Question: Can you describe
the method more detailed?
Dr. Ueberreiter: Fat removal
with the body-jet® represents an especially
gentle form of liposuction, as has
since been substantiated in various publications, e.g. by Stutz,
Araco and Meyer (2). We have been using this system successfully
since 2004.This success led to the idea of constructing a
special collection
system with additional filter
functions for the sterile collection of fat, an idea that was
successfully implemented, thanks to the cooperation of human med
AG. When
the
LipoCollector™ II is used in combination with the body-jet®, the
filtered, washed fat no longer has to be centrifuged and can be
used for re-injection without further
preparation.
Question: For which
patients is this method most suitable?
Dr. Ueberreiter: The patients treated with this technique
basically fall
into three groups. The first
group includes patients with primarily aesthetic
desires for breast enlargement. Also,
the procedure is very appropriate
for filling defects and correcting
asymmetries as well as in cases where
the patient cannot tolerate silicone
implants in the long term and the
implants must be removed. A third and
very important area of application
is breast reconstruction following
breast cancer surgery.
Question: What about the
survival rate of the transplanted cells?
Dr. Ueberreiter:
After approximately six weeks about 80% of the transplanted
cells have been integrated into the host tissue. These
integrated cells will remain in the tissue permanently.
Question: Are there still
problems associated with the masking or mimicking of
possible tumor tissue in imaging procedures?
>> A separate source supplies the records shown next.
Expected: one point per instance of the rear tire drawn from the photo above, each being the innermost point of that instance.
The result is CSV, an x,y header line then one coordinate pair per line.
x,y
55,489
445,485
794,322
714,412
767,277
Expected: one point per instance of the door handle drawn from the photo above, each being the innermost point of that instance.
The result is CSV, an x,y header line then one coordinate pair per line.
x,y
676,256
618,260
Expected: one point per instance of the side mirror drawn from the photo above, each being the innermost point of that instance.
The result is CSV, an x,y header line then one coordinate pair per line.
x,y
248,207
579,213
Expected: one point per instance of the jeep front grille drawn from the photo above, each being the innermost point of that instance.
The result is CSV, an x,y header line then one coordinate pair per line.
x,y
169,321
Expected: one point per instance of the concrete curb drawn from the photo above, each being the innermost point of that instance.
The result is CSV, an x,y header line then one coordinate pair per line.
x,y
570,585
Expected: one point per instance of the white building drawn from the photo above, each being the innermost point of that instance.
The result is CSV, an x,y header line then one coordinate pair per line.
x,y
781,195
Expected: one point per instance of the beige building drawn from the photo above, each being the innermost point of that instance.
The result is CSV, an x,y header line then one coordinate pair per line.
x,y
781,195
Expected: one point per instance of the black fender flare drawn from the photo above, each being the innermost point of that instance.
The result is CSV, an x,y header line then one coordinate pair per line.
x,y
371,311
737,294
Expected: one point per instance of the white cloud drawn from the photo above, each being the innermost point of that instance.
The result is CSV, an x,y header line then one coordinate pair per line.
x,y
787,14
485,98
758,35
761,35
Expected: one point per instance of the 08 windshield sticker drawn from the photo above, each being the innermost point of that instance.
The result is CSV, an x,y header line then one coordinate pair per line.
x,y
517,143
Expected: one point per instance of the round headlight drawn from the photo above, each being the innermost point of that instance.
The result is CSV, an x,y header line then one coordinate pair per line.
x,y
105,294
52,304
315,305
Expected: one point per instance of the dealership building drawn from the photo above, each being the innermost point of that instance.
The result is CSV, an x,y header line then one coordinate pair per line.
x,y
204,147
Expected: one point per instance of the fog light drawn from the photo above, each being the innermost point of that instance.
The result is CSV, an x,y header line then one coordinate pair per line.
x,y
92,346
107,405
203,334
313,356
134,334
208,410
Dr. Ueberreiter: No. There have been numerous reports published
on this topic since the issue was first raised. The quality of
diagnostic imaging has been improved significantly over the past
10 years.
Question: Dr. Ueberreiter, you are preparing to
publish the results
you have achieved with this
new method?
Dr. Ueberreiter: Since October 2007, we have been conducting a
prospective controlled study on breast augmentation; the results
we have seen with about 50 patients, who have undergone the
procedure to date are very promising.
These results are being
examined using various tests, including imaging
procedures (MRI), both prior to and
six months after the surgery, with volumetric evaluation. Also,
a recording of results over two years will be done. After
completion of the documentation we will analyze and publish
these data until end of
the year. It will be the first time
that exact volumetric determinations of integrated fat cells are
established in a study.
Question: Which patient
groups are included in this publication?
Dr. Ueberreiter: Based on our extended experience with
lipotransfer
during reconstruction
following cancer related breast amputation, and
refilling of volume after removal of silicone implants,
we are preparing several publications on this subject.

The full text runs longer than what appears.